Ronnie and Ed are absolutely delightful. The film rests fully on the chemistry and charm the characters are able to deliver. Lithgow is outstanding in his role. He is sympathetic, charming, frustrating, and extremely nuanced. He obsesses over the news, and even hears the anchor speak directly to him in a few scenes. It’s initially unclear exactly what Jones is going for with this choice, as there are a few different meanings that can be inferred – but the payoff of it is all the more powerful. However, Lithgow isn’t required to do all the heavy lifting.

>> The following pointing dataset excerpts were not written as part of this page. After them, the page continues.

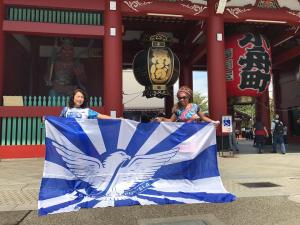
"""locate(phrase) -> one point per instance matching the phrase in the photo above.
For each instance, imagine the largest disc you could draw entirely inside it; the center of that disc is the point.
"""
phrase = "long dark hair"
(71, 100)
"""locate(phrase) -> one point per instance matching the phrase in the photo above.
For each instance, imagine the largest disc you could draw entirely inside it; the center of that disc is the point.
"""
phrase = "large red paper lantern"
(248, 65)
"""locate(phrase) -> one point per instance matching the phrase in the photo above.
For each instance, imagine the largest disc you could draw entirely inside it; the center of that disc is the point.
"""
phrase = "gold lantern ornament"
(156, 67)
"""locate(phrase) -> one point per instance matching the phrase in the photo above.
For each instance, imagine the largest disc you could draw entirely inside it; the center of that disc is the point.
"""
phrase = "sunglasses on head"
(183, 97)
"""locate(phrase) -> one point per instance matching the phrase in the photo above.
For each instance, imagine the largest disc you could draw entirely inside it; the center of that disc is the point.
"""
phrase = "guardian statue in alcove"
(65, 72)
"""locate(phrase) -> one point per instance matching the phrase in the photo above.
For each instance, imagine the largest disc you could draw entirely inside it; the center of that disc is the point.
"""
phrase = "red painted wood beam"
(196, 32)
(2, 44)
(286, 56)
(32, 111)
(90, 5)
(22, 151)
(197, 54)
(261, 14)
(187, 11)
(48, 29)
(288, 34)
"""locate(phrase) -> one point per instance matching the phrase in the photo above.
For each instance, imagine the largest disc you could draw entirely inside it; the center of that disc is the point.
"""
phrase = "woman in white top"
(78, 107)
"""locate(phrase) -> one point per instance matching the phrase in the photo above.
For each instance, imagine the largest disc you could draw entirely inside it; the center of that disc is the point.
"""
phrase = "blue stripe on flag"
(142, 133)
(110, 132)
(70, 128)
(203, 166)
(181, 134)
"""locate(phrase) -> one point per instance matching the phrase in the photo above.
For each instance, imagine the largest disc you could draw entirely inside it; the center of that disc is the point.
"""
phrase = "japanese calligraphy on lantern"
(248, 65)
(160, 66)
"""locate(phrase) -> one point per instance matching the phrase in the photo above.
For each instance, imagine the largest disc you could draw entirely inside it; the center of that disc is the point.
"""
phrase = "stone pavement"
(276, 202)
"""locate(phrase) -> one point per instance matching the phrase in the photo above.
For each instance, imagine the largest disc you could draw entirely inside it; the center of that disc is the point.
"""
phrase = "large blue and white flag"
(99, 163)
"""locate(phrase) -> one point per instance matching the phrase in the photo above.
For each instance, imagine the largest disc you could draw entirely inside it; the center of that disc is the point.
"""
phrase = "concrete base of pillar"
(223, 143)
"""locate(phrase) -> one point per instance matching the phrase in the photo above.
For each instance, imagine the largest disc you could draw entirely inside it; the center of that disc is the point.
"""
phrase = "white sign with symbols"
(226, 124)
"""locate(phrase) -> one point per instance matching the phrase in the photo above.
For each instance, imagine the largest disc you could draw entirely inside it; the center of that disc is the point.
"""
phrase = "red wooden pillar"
(186, 75)
(217, 96)
(276, 93)
(112, 43)
(263, 109)
(169, 103)
(1, 51)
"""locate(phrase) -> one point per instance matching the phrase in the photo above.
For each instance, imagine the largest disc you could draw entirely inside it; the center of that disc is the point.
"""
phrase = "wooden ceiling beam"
(288, 34)
(286, 56)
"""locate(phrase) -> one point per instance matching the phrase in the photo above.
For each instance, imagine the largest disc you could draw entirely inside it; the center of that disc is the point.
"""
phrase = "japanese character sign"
(248, 65)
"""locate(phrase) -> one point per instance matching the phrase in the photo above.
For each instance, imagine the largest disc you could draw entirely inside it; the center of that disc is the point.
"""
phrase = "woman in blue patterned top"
(185, 110)
(78, 107)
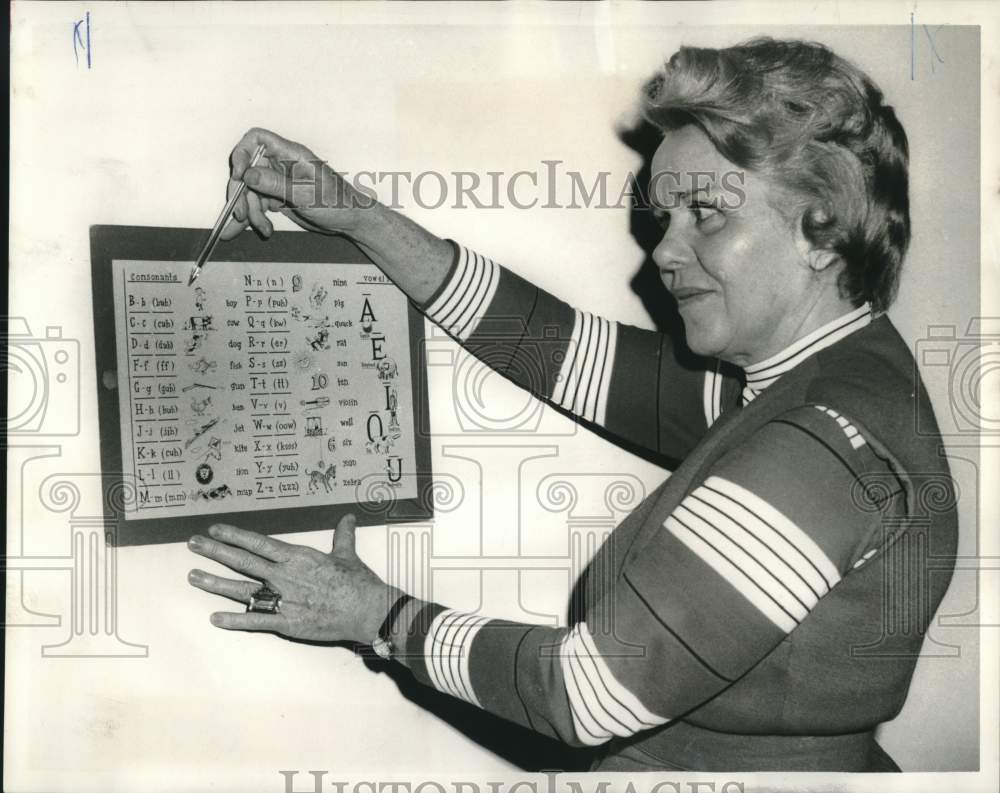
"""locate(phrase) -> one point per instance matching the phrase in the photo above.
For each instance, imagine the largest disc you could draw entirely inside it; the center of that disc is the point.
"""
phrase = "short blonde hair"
(818, 126)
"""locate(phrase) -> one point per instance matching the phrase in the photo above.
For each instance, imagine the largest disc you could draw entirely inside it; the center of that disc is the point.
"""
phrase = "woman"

Danner reminded me last year how much I enjoy her in films with Hearts Beat Loud (2018), but that was much more of a supporting role. While she isn’t the lead here either, she gets much more to do, and her character is truly integral to the plot. The connection that Ronnie makes with Ed after he forces a meeting in the parking lot of that grocery store by parking his truck too close to her driverside door gives her a wealth of opportunity for a dynamic range in her performance. Initially, Ronnie is creeped out by Ed’s forced conversation, but she is too kind to be rude. This meeting is followed by another forced one, after he follows her to her job and asks her on a date. Here, she softens slightly and we are given the hint that she is lonely, too. Both actors give charming performances, and make this film really stand out.
I don’t want to give too much away about The Tomorrow Man, but the story works really well. It was a heartfelt film with a good sense of humor. I had no idea what it was going to be, but I really enjoyed almost every minute of it. If you get a chance to see it, go see it…or at the very least, add it to your watchlist so you don’t forget. I give The Tomorrow Man the Must See rating.